The terms short-term memory and working memory are shorthand for a variety of thought processes that capture, for a few seconds or moments, information. Unless a child with reading disabilities or other learning disabilities quickly makes an active, focused, and concentrated attempt to remember the information, he will quickly lose most, if not all of it.

So, how can a child with reading or other learning disabilities make sure he remembers the fragile, fleeting information in working memory? At the start, he needs to attend to what he wants to remember. Then he needs to keep concentrating on it. This means he needs to think about it. He needs to think about why it’s important to him. He needs to think about its meaning He needs to relate it to what he already knows. He needs to put it in his own words. He needs to picture it. He needs to frequently repeat it and think about it at the moment he’s exposed to it and periodically, throughout the next few weeks, and perhaps beyond. He needs to apply it, and while doing so, think about its meaning and use. He needs to think about how it’s similar and different from what he already knows and how it changes as he thinks about it and uses it.

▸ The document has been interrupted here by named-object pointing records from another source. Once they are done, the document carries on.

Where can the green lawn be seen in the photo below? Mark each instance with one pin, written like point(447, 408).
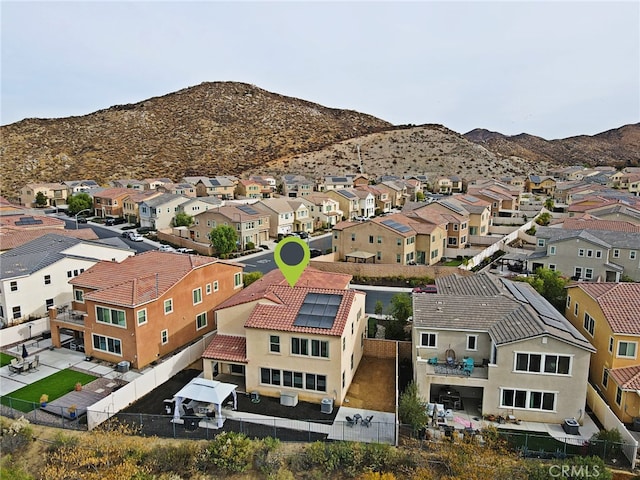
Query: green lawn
point(56, 385)
point(5, 359)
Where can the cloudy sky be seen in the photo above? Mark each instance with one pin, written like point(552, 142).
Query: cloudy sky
point(548, 68)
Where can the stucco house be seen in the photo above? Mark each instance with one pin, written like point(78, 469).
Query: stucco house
point(145, 307)
point(305, 342)
point(501, 347)
point(34, 275)
point(608, 315)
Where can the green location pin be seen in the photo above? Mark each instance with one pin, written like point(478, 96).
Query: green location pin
point(292, 257)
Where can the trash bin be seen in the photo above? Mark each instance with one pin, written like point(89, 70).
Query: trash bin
point(123, 366)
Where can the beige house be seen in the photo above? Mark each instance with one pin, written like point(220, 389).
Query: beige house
point(467, 351)
point(266, 336)
point(250, 224)
point(56, 194)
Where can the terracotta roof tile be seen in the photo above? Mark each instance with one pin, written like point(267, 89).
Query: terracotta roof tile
point(619, 302)
point(627, 378)
point(140, 278)
point(228, 348)
point(282, 316)
point(311, 277)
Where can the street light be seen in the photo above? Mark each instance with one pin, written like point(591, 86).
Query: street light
point(85, 210)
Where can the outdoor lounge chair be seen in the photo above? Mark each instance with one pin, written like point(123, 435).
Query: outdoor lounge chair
point(366, 421)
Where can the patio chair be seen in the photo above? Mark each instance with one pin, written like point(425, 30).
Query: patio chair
point(367, 421)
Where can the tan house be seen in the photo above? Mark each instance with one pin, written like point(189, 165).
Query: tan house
point(284, 345)
point(145, 307)
point(56, 194)
point(467, 351)
point(607, 314)
point(251, 225)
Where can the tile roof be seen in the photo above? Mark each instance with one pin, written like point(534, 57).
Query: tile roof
point(310, 277)
point(282, 315)
point(228, 348)
point(627, 378)
point(619, 302)
point(140, 278)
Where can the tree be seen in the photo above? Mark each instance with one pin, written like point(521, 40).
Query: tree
point(182, 220)
point(79, 202)
point(41, 200)
point(223, 238)
point(550, 285)
point(412, 409)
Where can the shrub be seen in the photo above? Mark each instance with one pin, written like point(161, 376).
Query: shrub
point(231, 452)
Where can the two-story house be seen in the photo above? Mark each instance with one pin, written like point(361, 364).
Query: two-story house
point(147, 306)
point(608, 315)
point(251, 224)
point(34, 275)
point(588, 254)
point(305, 342)
point(501, 347)
point(158, 212)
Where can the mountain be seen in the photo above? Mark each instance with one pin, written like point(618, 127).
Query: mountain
point(210, 129)
point(618, 147)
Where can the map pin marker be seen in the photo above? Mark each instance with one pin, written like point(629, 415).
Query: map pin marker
point(292, 257)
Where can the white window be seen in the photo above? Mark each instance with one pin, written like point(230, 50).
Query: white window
point(627, 349)
point(201, 321)
point(429, 340)
point(107, 344)
point(111, 316)
point(197, 296)
point(168, 306)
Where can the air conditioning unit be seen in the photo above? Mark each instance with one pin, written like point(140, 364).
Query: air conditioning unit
point(288, 399)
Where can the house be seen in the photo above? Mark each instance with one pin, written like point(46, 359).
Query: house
point(608, 315)
point(267, 335)
point(348, 201)
point(158, 212)
point(110, 201)
point(34, 275)
point(251, 225)
point(219, 186)
point(55, 193)
point(296, 185)
point(542, 185)
point(499, 345)
point(588, 254)
point(396, 239)
point(145, 307)
point(324, 211)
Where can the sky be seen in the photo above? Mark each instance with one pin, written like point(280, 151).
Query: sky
point(548, 68)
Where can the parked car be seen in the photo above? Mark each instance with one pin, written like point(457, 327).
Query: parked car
point(425, 289)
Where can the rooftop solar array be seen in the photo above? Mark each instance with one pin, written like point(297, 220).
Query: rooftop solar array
point(247, 209)
point(28, 221)
point(347, 193)
point(318, 310)
point(398, 227)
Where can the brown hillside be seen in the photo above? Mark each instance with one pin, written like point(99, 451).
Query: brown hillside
point(430, 149)
point(210, 129)
point(618, 147)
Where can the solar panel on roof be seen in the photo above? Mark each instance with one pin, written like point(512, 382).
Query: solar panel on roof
point(248, 210)
point(318, 310)
point(398, 227)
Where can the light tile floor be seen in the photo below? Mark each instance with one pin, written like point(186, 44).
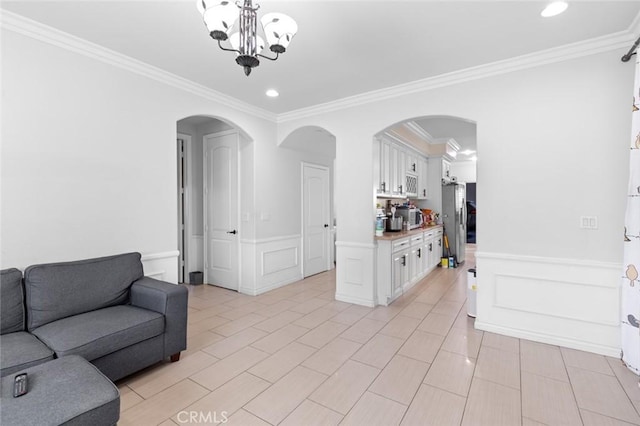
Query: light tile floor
point(295, 356)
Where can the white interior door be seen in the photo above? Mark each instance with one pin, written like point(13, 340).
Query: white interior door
point(221, 209)
point(315, 218)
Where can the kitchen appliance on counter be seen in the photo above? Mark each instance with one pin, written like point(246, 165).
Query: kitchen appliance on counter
point(394, 222)
point(454, 218)
point(411, 215)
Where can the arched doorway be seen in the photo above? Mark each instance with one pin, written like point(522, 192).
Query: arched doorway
point(205, 249)
point(317, 206)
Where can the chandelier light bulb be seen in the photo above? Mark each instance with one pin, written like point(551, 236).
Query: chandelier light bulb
point(221, 17)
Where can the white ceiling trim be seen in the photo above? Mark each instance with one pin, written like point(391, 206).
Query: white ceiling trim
point(38, 31)
point(622, 39)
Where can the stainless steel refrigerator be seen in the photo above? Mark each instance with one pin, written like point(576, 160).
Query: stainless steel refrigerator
point(454, 217)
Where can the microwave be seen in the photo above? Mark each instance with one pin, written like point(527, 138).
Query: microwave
point(411, 215)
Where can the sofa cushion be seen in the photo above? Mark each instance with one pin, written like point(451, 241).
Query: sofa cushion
point(60, 290)
point(101, 332)
point(11, 301)
point(21, 350)
point(67, 391)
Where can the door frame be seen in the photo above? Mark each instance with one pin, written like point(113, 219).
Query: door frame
point(328, 233)
point(205, 195)
point(184, 211)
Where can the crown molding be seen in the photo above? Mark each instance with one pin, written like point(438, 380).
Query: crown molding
point(418, 131)
point(557, 54)
point(38, 31)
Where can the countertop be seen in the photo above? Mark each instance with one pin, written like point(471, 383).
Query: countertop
point(390, 236)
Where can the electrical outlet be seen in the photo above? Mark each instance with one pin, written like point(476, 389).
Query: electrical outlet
point(588, 222)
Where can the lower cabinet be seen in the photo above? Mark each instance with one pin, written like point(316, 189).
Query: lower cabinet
point(402, 262)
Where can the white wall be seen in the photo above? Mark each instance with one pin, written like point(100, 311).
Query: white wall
point(88, 169)
point(465, 171)
point(88, 162)
point(552, 146)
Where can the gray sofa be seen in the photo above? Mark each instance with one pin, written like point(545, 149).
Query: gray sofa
point(103, 309)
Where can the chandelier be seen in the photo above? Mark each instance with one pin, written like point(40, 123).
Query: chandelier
point(221, 17)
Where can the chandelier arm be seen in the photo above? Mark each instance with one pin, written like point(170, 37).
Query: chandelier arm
point(266, 57)
point(227, 49)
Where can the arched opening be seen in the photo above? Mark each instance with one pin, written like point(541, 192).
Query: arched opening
point(199, 214)
point(317, 206)
point(424, 174)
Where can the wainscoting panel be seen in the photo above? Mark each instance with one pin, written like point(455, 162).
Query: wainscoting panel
point(161, 266)
point(272, 263)
point(355, 281)
point(196, 254)
point(566, 302)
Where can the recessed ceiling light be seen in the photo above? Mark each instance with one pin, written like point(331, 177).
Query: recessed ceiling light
point(553, 9)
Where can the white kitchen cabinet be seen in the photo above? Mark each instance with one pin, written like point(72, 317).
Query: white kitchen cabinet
point(399, 171)
point(401, 265)
point(416, 270)
point(412, 161)
point(423, 179)
point(393, 268)
point(399, 161)
point(404, 260)
point(383, 167)
point(446, 170)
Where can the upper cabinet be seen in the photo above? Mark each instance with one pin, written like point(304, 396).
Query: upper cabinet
point(446, 170)
point(398, 171)
point(423, 178)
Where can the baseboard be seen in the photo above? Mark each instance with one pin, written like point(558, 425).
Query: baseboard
point(355, 300)
point(273, 286)
point(549, 339)
point(567, 302)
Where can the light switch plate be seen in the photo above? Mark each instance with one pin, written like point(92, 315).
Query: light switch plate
point(588, 222)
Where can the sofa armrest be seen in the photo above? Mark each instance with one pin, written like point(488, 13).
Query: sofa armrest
point(170, 300)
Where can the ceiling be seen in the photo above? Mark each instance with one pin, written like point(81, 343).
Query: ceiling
point(343, 48)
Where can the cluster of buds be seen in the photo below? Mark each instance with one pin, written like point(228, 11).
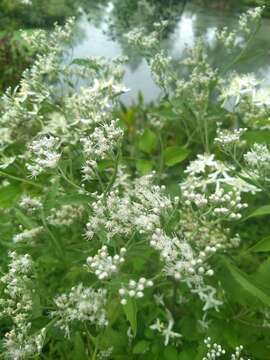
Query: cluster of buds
point(30, 204)
point(214, 350)
point(45, 154)
point(228, 204)
point(135, 289)
point(191, 267)
point(104, 265)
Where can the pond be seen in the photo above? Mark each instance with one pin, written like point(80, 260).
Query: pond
point(101, 34)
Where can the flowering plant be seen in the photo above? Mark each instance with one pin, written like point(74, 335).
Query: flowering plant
point(126, 235)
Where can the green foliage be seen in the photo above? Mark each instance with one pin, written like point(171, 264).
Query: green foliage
point(169, 243)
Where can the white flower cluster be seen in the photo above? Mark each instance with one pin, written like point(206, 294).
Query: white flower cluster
point(102, 141)
point(216, 351)
point(104, 265)
point(252, 15)
point(45, 154)
point(66, 215)
point(258, 159)
point(180, 260)
point(19, 343)
point(28, 235)
point(138, 207)
point(206, 188)
point(19, 301)
point(135, 289)
point(208, 233)
point(30, 204)
point(227, 138)
point(238, 88)
point(80, 304)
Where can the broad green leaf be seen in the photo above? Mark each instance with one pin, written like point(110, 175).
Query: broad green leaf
point(261, 211)
point(130, 310)
point(261, 246)
point(170, 353)
point(9, 194)
point(148, 141)
point(24, 220)
point(242, 279)
point(141, 347)
point(257, 136)
point(144, 166)
point(174, 155)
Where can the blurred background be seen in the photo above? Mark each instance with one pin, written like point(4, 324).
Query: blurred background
point(102, 24)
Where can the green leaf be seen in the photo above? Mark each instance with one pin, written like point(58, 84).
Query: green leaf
point(141, 347)
point(144, 166)
point(261, 211)
point(261, 246)
point(174, 155)
point(170, 353)
point(24, 220)
point(8, 195)
point(130, 310)
point(257, 136)
point(148, 141)
point(242, 279)
point(79, 347)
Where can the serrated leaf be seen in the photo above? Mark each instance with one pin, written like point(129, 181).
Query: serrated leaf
point(141, 347)
point(261, 211)
point(261, 246)
point(257, 136)
point(148, 141)
point(144, 166)
point(170, 353)
point(24, 220)
point(130, 310)
point(174, 155)
point(242, 279)
point(8, 195)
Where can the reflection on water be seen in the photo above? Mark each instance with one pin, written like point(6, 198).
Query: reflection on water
point(105, 38)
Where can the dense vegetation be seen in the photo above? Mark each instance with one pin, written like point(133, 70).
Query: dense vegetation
point(135, 233)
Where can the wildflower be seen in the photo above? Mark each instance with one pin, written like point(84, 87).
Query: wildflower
point(80, 304)
point(104, 265)
point(227, 138)
point(28, 235)
point(45, 155)
point(66, 215)
point(135, 289)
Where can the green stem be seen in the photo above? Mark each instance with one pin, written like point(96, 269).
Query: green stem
point(20, 179)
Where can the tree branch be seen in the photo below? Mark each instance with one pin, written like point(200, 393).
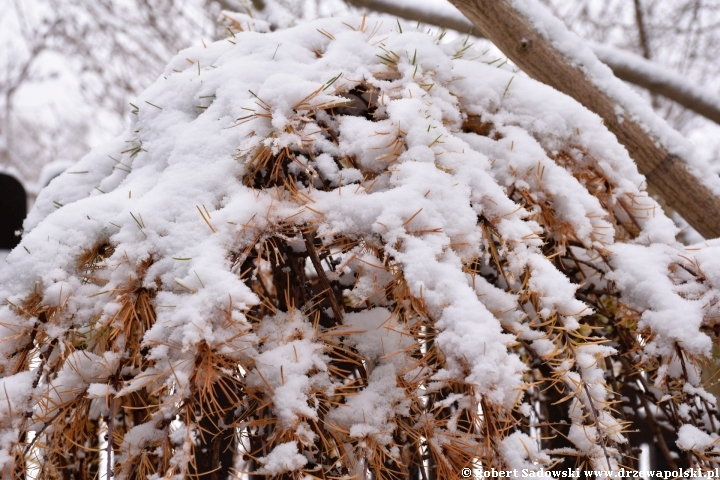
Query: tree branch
point(625, 65)
point(657, 79)
point(666, 172)
point(443, 16)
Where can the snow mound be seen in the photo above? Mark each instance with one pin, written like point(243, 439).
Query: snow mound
point(342, 239)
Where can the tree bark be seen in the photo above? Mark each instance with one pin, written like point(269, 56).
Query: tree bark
point(668, 174)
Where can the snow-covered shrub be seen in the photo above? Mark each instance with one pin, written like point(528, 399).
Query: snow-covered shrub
point(342, 247)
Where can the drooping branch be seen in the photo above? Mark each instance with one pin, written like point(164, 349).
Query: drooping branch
point(626, 66)
point(653, 145)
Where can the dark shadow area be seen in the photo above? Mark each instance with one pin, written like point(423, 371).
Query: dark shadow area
point(13, 209)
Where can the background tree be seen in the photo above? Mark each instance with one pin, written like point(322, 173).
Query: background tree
point(171, 334)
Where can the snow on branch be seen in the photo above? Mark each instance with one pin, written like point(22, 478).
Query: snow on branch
point(541, 46)
point(625, 65)
point(342, 248)
point(660, 80)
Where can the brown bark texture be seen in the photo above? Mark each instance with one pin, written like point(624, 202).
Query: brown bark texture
point(667, 174)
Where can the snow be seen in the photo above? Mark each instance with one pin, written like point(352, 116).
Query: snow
point(581, 55)
point(283, 458)
point(428, 204)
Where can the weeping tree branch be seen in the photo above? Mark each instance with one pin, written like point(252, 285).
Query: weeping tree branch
point(625, 65)
point(512, 33)
point(532, 51)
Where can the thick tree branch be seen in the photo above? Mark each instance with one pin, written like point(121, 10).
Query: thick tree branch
point(647, 74)
point(625, 65)
point(533, 52)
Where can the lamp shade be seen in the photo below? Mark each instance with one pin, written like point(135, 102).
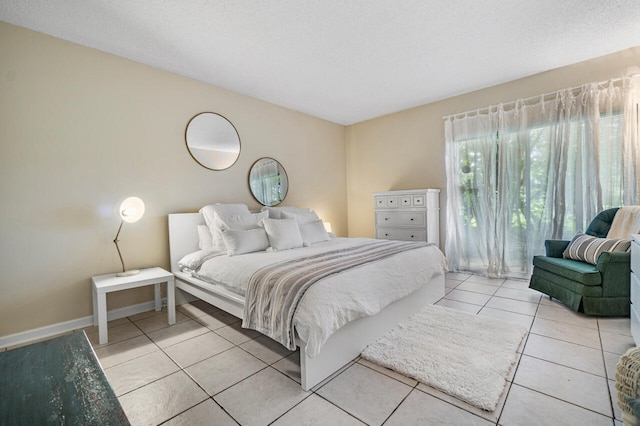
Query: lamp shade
point(132, 209)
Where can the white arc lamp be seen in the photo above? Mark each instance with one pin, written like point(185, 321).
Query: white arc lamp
point(131, 210)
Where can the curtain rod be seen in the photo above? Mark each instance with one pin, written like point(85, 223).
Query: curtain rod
point(544, 95)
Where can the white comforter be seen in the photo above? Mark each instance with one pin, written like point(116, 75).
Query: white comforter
point(334, 301)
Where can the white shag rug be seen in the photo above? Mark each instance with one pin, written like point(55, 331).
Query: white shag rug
point(464, 355)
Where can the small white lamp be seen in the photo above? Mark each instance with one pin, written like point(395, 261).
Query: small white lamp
point(131, 210)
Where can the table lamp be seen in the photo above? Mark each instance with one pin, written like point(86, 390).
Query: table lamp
point(131, 210)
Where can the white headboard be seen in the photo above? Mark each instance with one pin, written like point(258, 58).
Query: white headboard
point(183, 236)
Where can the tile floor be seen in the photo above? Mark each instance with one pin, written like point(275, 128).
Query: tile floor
point(207, 370)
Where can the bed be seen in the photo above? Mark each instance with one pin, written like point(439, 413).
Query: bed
point(341, 345)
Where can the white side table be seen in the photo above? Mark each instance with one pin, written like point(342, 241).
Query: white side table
point(103, 284)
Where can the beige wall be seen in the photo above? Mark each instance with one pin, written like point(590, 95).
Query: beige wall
point(406, 150)
point(80, 130)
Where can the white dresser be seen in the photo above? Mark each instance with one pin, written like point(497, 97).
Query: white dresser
point(411, 215)
point(635, 288)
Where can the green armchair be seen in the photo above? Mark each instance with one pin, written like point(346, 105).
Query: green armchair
point(601, 289)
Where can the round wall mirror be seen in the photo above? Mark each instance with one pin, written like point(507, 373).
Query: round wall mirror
point(212, 141)
point(268, 181)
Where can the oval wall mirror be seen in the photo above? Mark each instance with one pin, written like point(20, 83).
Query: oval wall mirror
point(268, 181)
point(212, 141)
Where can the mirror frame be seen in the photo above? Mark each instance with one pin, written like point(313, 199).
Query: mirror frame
point(283, 173)
point(201, 160)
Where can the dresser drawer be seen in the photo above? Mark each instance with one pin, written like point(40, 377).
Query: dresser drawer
point(635, 290)
point(417, 219)
point(635, 256)
point(386, 201)
point(402, 234)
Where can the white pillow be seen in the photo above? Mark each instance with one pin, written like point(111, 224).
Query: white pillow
point(205, 240)
point(209, 211)
point(193, 261)
point(245, 241)
point(232, 221)
point(283, 234)
point(300, 217)
point(236, 221)
point(276, 212)
point(313, 232)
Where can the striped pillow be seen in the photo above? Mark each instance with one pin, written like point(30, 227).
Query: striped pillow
point(587, 248)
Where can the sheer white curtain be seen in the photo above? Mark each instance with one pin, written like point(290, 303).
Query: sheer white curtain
point(523, 172)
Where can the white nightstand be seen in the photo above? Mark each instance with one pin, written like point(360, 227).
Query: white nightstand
point(103, 284)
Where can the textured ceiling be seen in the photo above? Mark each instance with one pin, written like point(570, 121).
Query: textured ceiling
point(342, 60)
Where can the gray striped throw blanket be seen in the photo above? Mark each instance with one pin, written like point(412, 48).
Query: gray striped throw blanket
point(273, 292)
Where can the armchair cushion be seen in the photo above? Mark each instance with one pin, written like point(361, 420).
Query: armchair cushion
point(583, 274)
point(586, 248)
point(555, 248)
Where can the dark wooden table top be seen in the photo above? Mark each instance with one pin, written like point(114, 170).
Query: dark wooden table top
point(57, 381)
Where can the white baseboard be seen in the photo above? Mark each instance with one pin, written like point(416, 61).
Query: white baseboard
point(76, 324)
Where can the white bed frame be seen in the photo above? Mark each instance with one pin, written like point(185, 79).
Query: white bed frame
point(341, 348)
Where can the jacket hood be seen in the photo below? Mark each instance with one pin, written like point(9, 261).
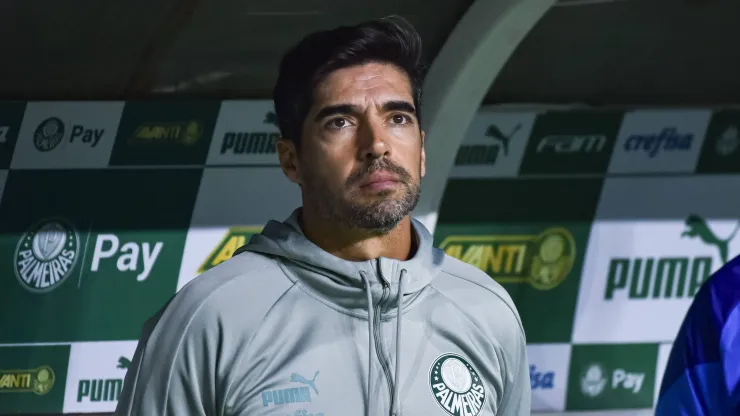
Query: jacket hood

Notice how the previous paragraph repeated the phrase, he needs. The paragraph repeated he needs for two reasons. First, to make clear that remembering requires ongoing work, work that the child with reading disabilities needs to do. Second, to show that remembering is a complex process. Like memory, it’s a multidimensional process that the struggling reader needs to frequently activate over time.

When working to remember something, the struggling reader can use several strategies. Here’s how Margo Mastopieri and Thomas Scruggs, two outstanding scholars on memory and learning disabilities, described how teachers can use the Keyword Method to help students remember that a barrister is a lawyer.

To help students remember that barrister is another word for lawyer, first create a keyword for the unfamiliar word, barrister. Remember, a keyword is a word that sounds like the new word and is easily pictured. A good keyword for barrister, then, is bear. Then, you create a picture of the keyword and the definition doing something together. It is important that these two things actually interact and are not simply presented in the same picture. Therefore, a picture of a bear and a lawyer in one picture is not a good mnemonic [memory strategy], because the elements are not interacting. A better picture would be a bear who is acting as a lawyer in a courtroom, for example, pleading his client’s innocence.

The good news is that the Keyword Method, like many memory methods, can be effective. But like all memory methods, the struggling reader needs to work at remembering what he wants to remember, needs to keep thinking about it, and needs to repeat it many times, over a long time.

If your child is in special education, be sure that his IEP has goals and objectives for memory instruction. Here’s a sample objective:

  • Memory Objective 1: Ryan will explain and will demonstrate how to successfully apply the Keyword Strategy to remembering 5 new social studies concepts. He will do this with new concepts on three successive occasions by the end of the first marking period.

For more information about how to help your child strengthen his memory, here are three practical resources that you and his teachers might want to study:

  • Mastropieri, M. A., & Scruggs, T. E. (1998). Enhancing school success with mnemonic strategies. Intervention in School & Clinic, 33(4), 201-208. Available at http://www.readingrockets.org/article/5912.

  • Medina, J. (2008). Brain Rules. Seattle Washington: Pear Press.

  • The Access Center (2005). Using Mnemonic Instruction to Facilitate Access to the General Education Curriculum. Available at http://www.readingrockets.org/article/4184.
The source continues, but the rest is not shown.